Manu Apeh

Personal information
- Full name: Emmanuel Apeh
- Date of birth: 25 October 1996 (age 29)
- Place of birth: Kaduna, Nigeria
- Height: 1.80 m (5 ft 11 in)
- Position: Striker

Team information
- Current team: F.C. Kiryat Yam
- Number: 99

Youth career
- SamVic Academy

Senior career*
- Years: Team / Apps / (Gls)
- 2015–2016: Alcalá B / 12 / (10)
- 2016: Alcalá / 9 / (4)
- 2016–2017: Lorca B / 37 / (27)
- 2016–2018: Lorca / 30 / (3)
- 2018–2020: Celta B / 47 / (19)
- 2019: Celta / 2 / (0)
- 2020–2022: Tenerife / 39 / (1)
- 2022: → Alcorcón (loan) / 17 / (2)
- 2022–2024: Sabah / 65 / (11)
- 2024–2025: Al Ittihad / 18 / (2)
- 2025–: F.C. Kiryat Yam / 12 / (3)

= Emmanuel Apeh =

Nigerian footballer (born 1996)

Emmanuel "Manu" Apeh (born 25 October 1996) is a Nigerian footballer who plays as a striker for Liga Leumit club F.C. Kiryat Yam.

==Club career==
Born in Kaduna, Apeh was a SamVic Academy youth graduate, and had a failed trial at Inter Milan in August 2014. He made his senior debut with RSD Alcalá's reserve team in 2015, in the regional leagues.

Apeh made his first team debut on 24 March 2016, coming on as a half-time substitute in a 1–5 Tercera División away loss against CD San Fernando de Henares. Three days later he scored his first goal, netting the last in a 2–0 home win against AD Parla.

In July 2016, after scoring four goals in nine matches, Apeh was definitely promoted to Alcalá's main squad; however, he subsequently moved to Lorca FC's B-team also in the fourth division. He made his first team debut for the latter on 17 September, replacing Manuel Onwu in a 1–0 away win against Granada CF B in the Segunda División B championship.

In April 2017, ahead of a match against Linares Deportivo, Apeh opted not to tell his father's death to his club, and still travelled and played with the senior and the reserve squads. In August, after his team's promotion to Segunda División, he was definitely promoted to the main squad by new manager Curro Torres.

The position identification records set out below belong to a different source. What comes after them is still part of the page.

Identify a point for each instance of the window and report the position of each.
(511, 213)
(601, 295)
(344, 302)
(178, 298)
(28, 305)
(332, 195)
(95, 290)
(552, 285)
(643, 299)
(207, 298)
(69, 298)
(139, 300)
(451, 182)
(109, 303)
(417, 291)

Apeh made his professional debut on 18 August 2017, coming on as a late substitute for Manel Martínez in a 2–0 home win against Cultural y Deportiva Leonesa; he also provided the assist for Carlos Martínez's last goal. He scored his first professional goal on 21 October, netting his team's second in a 2–2 home draw against CD Tenerife.

On 11 July 2018, Apeh joined Celta de Vigo B in the third division. He made his first team – and La Liga – debut the following 27 January, replacing Jozabed in a 1–2 away loss against Real Valladolid.

On 5 August 2020, Apeh agreed to a three-year deal with CD Tenerife in the second level. On 26 January 2022, after being rarely used during the first half of the campaign, he moved on loan to fellow league team AD Alcorcón until June.

On 18 July 2022, Sabah announced the signing of Apeh to a two-year contract.